Upgrading to a wide range of smart appliances is getting much easier, but for the ones you can’t — or the ones that don’t have smart equivalents — what can you do? There are smart plugs, which provide a level of remote control right at an appliance’s power source.
Smart plugs are an intermediary device between an appliance and a power outlet. Basically, you plug the smart plug into a wall outlet, then plug your device into the smart plug. This allows the smart plug to monitor current and cut or turn on power. Combined with always-on wireless connectivity, you can control these interactions from just about anywhere. Whether you want to check to see how much power your humidifier is using or want to start your coffee machine from the comfort of bed, smart plugs open up all sorts of possibilities.
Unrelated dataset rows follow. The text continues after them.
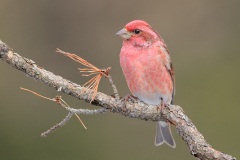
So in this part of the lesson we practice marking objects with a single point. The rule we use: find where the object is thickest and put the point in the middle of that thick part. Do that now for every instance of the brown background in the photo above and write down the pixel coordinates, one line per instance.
(202, 36)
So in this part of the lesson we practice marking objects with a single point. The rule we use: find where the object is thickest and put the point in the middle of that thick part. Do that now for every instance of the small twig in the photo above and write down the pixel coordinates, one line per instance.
(93, 83)
(55, 127)
(39, 95)
(64, 103)
(87, 111)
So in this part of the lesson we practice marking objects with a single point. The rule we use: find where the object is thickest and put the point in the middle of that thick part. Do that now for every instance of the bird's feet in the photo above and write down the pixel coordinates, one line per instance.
(129, 97)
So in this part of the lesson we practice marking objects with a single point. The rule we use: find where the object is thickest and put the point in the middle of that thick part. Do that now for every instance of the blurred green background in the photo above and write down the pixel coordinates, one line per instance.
(202, 36)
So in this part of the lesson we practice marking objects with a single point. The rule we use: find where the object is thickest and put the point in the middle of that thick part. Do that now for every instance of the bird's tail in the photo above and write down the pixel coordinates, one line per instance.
(164, 134)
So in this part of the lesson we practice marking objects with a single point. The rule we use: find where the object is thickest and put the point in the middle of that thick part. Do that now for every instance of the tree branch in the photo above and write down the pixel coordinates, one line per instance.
(131, 108)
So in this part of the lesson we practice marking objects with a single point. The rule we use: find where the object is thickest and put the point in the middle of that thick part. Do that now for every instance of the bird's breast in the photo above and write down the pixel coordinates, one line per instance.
(147, 77)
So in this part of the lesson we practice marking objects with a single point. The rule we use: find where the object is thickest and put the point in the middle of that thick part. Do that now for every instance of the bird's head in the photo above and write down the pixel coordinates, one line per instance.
(138, 32)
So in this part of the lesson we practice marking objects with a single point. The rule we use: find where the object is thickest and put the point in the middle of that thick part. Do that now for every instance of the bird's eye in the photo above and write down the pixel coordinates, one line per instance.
(136, 31)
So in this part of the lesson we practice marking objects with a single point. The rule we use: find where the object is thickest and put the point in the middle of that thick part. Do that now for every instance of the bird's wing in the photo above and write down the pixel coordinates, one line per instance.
(169, 67)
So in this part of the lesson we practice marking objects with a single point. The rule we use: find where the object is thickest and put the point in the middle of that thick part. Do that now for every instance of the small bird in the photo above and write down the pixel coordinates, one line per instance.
(148, 70)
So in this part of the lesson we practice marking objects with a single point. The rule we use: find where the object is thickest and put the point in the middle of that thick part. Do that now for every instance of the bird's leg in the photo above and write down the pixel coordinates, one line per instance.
(129, 96)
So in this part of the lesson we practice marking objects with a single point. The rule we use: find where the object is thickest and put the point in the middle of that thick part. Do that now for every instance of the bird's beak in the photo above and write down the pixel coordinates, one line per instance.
(124, 34)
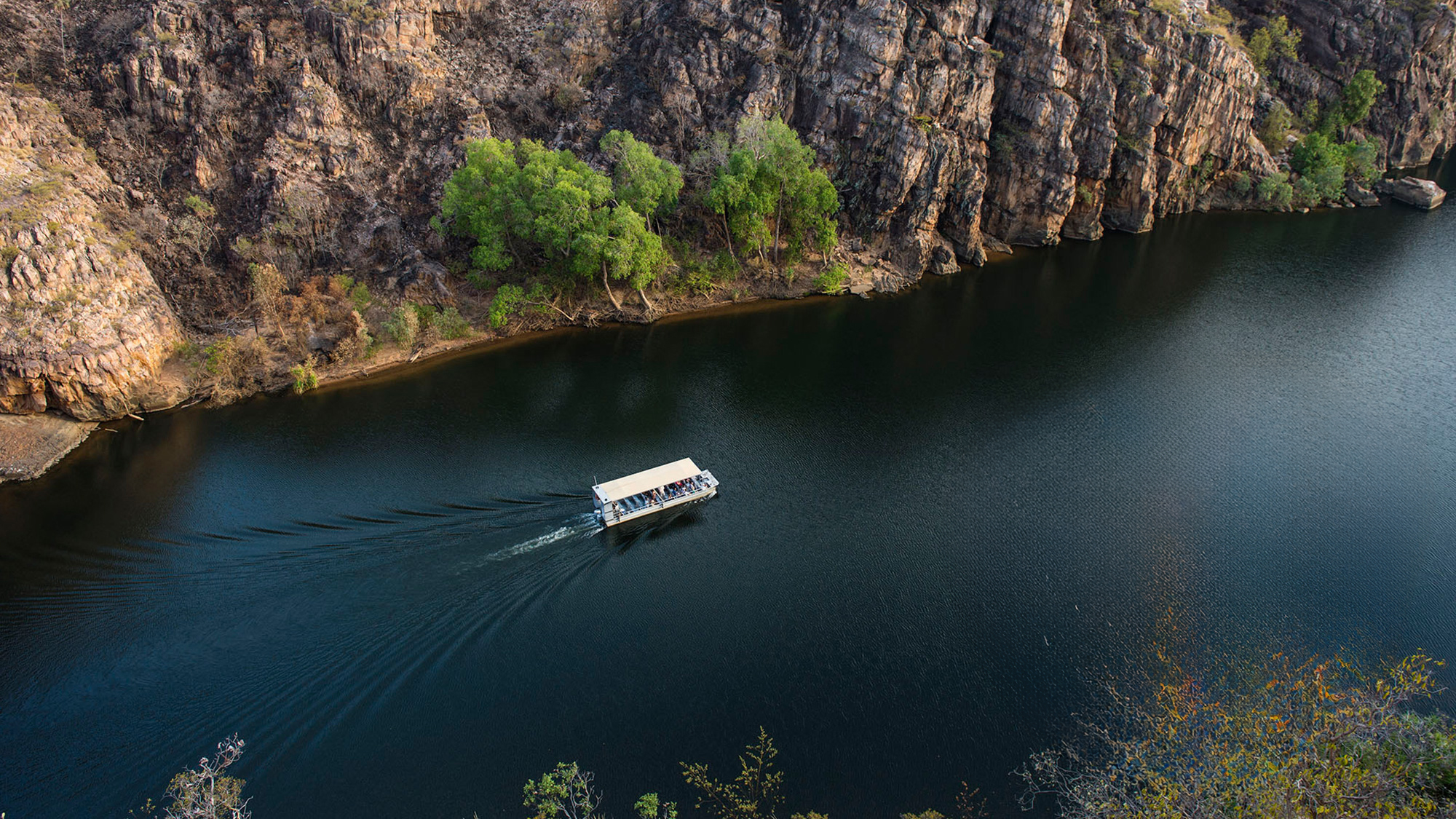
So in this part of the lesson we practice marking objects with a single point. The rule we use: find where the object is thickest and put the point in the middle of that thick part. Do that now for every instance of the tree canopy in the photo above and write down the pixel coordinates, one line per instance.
(525, 205)
(641, 180)
(769, 194)
(1260, 739)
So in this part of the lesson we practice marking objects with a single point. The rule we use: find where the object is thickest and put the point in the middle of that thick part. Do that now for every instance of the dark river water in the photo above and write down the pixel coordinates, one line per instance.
(944, 518)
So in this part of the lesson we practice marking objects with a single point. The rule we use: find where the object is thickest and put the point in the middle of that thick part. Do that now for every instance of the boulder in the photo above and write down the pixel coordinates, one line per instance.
(1416, 193)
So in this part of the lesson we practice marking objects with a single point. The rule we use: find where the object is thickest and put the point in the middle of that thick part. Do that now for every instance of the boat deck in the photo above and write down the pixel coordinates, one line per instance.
(652, 491)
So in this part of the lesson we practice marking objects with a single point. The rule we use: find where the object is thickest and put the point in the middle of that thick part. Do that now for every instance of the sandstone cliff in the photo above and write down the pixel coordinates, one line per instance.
(321, 133)
(85, 325)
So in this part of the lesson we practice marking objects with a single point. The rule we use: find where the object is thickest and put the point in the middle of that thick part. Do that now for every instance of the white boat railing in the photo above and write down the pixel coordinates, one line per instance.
(692, 488)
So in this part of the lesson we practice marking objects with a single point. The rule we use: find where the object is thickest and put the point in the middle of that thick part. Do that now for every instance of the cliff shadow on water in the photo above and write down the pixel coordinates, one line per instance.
(946, 516)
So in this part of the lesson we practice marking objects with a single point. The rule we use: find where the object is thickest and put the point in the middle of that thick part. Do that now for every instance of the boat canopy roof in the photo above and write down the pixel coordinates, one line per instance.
(647, 480)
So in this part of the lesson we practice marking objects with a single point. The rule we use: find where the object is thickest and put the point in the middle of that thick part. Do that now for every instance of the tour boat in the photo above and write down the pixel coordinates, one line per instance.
(654, 490)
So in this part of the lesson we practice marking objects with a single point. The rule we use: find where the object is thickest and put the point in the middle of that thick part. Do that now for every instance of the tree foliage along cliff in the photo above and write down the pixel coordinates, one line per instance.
(1260, 739)
(768, 193)
(529, 209)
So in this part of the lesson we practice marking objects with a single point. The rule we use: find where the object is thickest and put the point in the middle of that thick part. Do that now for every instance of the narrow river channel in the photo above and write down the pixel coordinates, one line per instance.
(944, 516)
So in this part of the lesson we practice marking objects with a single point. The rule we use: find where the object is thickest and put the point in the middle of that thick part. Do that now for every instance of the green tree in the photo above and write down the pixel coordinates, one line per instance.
(768, 191)
(522, 203)
(649, 806)
(404, 325)
(1259, 739)
(564, 793)
(1276, 127)
(621, 247)
(1276, 191)
(207, 791)
(1276, 39)
(752, 794)
(1356, 100)
(506, 302)
(641, 180)
(1321, 161)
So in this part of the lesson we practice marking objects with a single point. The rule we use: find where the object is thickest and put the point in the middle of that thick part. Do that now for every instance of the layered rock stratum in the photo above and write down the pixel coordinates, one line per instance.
(325, 132)
(85, 324)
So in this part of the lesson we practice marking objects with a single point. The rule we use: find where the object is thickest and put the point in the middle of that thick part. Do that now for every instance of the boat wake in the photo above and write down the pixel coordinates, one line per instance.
(582, 526)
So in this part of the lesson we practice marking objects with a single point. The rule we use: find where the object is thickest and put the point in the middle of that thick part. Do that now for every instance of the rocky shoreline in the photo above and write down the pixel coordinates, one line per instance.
(31, 445)
(157, 154)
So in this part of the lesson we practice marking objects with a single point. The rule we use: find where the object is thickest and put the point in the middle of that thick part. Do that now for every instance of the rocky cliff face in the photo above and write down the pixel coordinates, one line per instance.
(324, 133)
(1410, 44)
(85, 327)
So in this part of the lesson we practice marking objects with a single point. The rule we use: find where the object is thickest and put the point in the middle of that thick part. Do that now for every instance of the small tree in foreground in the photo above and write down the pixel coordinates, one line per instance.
(566, 793)
(1265, 739)
(207, 791)
(755, 793)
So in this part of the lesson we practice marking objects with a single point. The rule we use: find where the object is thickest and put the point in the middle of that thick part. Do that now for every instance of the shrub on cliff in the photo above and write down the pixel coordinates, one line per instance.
(526, 206)
(1276, 191)
(305, 376)
(640, 178)
(1321, 161)
(1275, 40)
(403, 325)
(768, 193)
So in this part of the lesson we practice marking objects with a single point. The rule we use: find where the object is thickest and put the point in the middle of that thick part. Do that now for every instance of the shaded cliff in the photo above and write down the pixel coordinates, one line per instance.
(317, 138)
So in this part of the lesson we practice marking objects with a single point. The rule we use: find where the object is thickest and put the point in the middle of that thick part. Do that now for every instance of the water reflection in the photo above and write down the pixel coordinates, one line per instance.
(943, 513)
Exactly how a smart plug communicates will vary by brand. Wi-Fi is common enough, but you’ll also see Bluetooth, Zigbee, and Z-wave used to let smart plugs connect to the internet and your phone. Of course, you’ll need to ensure the router or other required hub is within range of the smart plugs that you’re connecting. Placement can be a challenge in bigger houses, but it’s nothing a range extender can’t fix.
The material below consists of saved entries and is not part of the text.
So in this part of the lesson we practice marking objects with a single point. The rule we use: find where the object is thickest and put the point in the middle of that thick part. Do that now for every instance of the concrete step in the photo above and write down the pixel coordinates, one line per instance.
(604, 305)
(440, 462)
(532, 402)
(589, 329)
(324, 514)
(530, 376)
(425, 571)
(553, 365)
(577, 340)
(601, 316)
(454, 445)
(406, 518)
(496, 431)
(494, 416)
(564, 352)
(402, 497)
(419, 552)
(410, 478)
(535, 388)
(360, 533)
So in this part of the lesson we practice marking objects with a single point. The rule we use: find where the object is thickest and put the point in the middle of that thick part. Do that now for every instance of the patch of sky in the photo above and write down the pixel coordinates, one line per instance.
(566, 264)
Smart plugs give your “dumb” appliances a lot of the features you expect from smart appliances. Besides smartphone control, this includes scheduling; activation via voice assistants like Google, Siri, and Alexa; and triggering automations. Enabling automations allows you to turn on or off appliances when certain criteria are met, often from other smart devices. For example, an automation could include unplugging your toaster when your smartphone location is a certain radius away from home.
Smart plugs can also be especially helpful for outdoor devices that don’t normally have a lot of connectivity or intelligence baked into them. You’ll have to poke around for a set of smart plugs that are designed to weather the elements, but there are plenty of options available for use outside.
Since they’re already paying close attention to current, smart plugs tend to be useful for surge protection as well. This feature can help protect your more valuable devices, though a proper surge protector may be a better fit if that’s a high priority.
Though you may be tempted to opt for smart bulbs or smart switches if you want to add some intelligence to your home lighting, many smart plugs also offer dimming capabilities, which may be useful for lights with few smart bulb equivalents, like Christmas lights. Either way, being able to remotely activate lights does offer a degree of home security by way of being able to turn lights off and on when you’re not home. Onlookers see the illusion that someone is home and moving through the house.
In the end, there are loads of different uses for smart plugs, depending on how they’re set up. If you can dream up a way you’d like them to operate, odds are good that the software and service connections are there to make it happen.
Smart plugs can potentially save you money. By being able to keep tabs on exactly how much power any given appliance is slurping up, you can identify the products in your home that are the biggest problem areas.
Smart plugs can also help save you power by turning off the power supply to devices that use it up even when they’re off. This will ultimately help to cut down on phantom power drain and save you a few bucks on your electrical bill. Over time, smart plugs can pay for themselves, provided you enact sufficient use of their features.
Yes, smart plugs are worth it. Smart plugs aren’t that expensive and can provide a lot of utility. You can snag decent smart plugs for as little as $20. The biggest inconvenience you’re likely to bump into is that smart plugs that are too big. They have to jut out from the outlet a fair bit to accommodate the unit’s housing. Though most smart plugs are designed to ensure you can still access the neighboring outlet, certain models with ground wires may find themselves getting awfully close to a smart plug.
Hopefully, this guide to smart plugs provides enough background on what they are and how they work. You’re likely to find that they’re a simple way to upgrade a wide range of appliances without needing to replace them altogether.